「脱炭素宣言」で未来を描く企業が増加!昨年末比1.7倍に
温室効果ガス排出量を実質ゼロにする「脱炭素」を目指すと宣言する企業が増え続けている。経済産業省の集計によると7月末で124社となり、2020年12月時点の72社から1・7倍に増加した。先行して宣言していた企業は脱炭素達成時期の前倒しや再生可能エネルギー導入の拡大など目標の強化に動きだしており、国内企業の脱炭素へのギアが上がってきた。
経産省は経団連や企業目標を認定する国際的な活動「サイエンスベースドターゲッツ」のウェブサイトから集計した。確認漏れの可能性があるとしており、脱炭素宣言企業はさらに多いと思われる。実際にSOMPOホールディングス(HD)やMS&ADインシュアランスグループHDも21年度、脱炭素目標を掲げた。
今回、まとめた124社を業種別にみると電力は11社、ガス・石油は8社と業界大手がほぼ宣言済み。食品関係ではビール大手4社、金融ではメガバンク3グループがそろって宣言した。また、大多数が50年の脱炭素達成を目指す中でDMG森精機が21年、西松建設やコニカミノルタ、日立製作所、日立ハイテクなどが30年に目標を設定している。

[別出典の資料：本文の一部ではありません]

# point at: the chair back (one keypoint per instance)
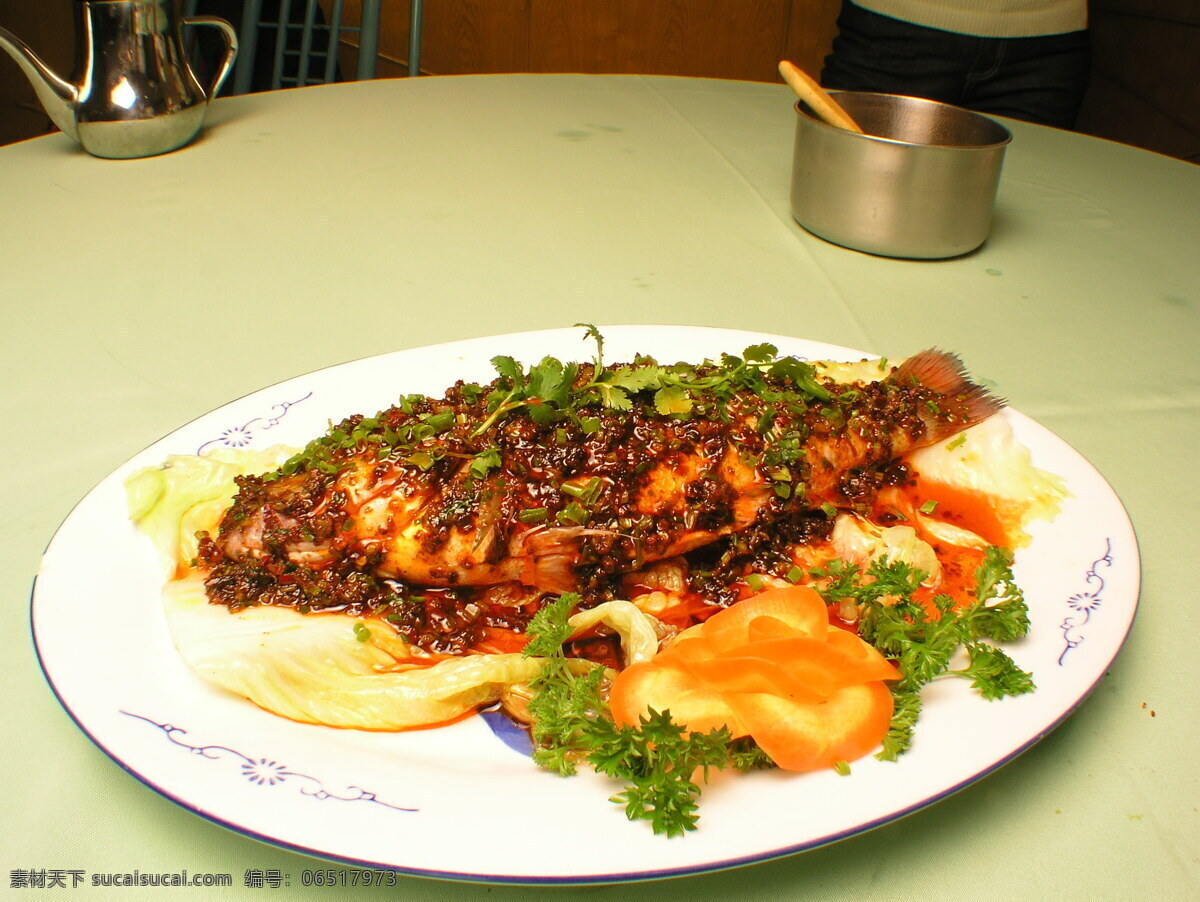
(293, 43)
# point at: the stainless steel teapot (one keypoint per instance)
(132, 92)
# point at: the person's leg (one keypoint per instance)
(1038, 79)
(877, 53)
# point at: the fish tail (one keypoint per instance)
(961, 403)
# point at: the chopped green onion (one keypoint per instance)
(574, 512)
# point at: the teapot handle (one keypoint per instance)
(231, 37)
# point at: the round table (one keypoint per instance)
(310, 227)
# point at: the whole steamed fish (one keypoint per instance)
(563, 475)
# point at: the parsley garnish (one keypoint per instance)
(655, 759)
(922, 644)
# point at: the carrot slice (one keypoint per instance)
(660, 686)
(756, 674)
(772, 667)
(810, 737)
(797, 606)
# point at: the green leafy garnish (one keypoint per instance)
(655, 759)
(922, 644)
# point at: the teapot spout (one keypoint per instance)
(57, 95)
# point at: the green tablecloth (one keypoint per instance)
(312, 227)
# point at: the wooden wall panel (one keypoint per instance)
(1145, 71)
(723, 38)
(810, 31)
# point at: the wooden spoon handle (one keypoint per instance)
(813, 94)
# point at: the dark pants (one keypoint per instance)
(1039, 79)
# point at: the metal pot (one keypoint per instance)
(921, 182)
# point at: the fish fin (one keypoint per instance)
(963, 403)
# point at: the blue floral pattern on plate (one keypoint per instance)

目標強化も相次ぐ。イオンは7月、40年をめどに店舗運営に伴う二酸化炭素(CO2)排出量をゼロにすると発表した。18年に公表した「50年ゼロ」を前倒しする。具体策として30年までに国内店舗での消費電力の50%を再生エネに切り替える。
富士通も30年度までに13年度比71・4%削減する目標を公表した。従来の同33%減から大幅な強化だ。「50年ゼロ」は据え置いたが脱炭素への機運の高まりを受け、30年目標を再設定した。
リコーも30年度までに15年度比30%削減する目標を「63%減」に修正した。さらに30年度の再生エネ比率の目標も30%から50%へ引き上げた。海外拠点の再生エネ導入ペースを考えると30%達成が射程に入ったためという。
ESG(環境・社会・企業統治)投融資が広がりを見せており、脱炭素宣言も企業評価の項目となった。一方、宣言が主流となると本気度が問われるようになる。政府も目標を強化しており、今後は50年よりも前の中間目標や再生エネ調達など、工程や具体策が評価軸となりそうだ。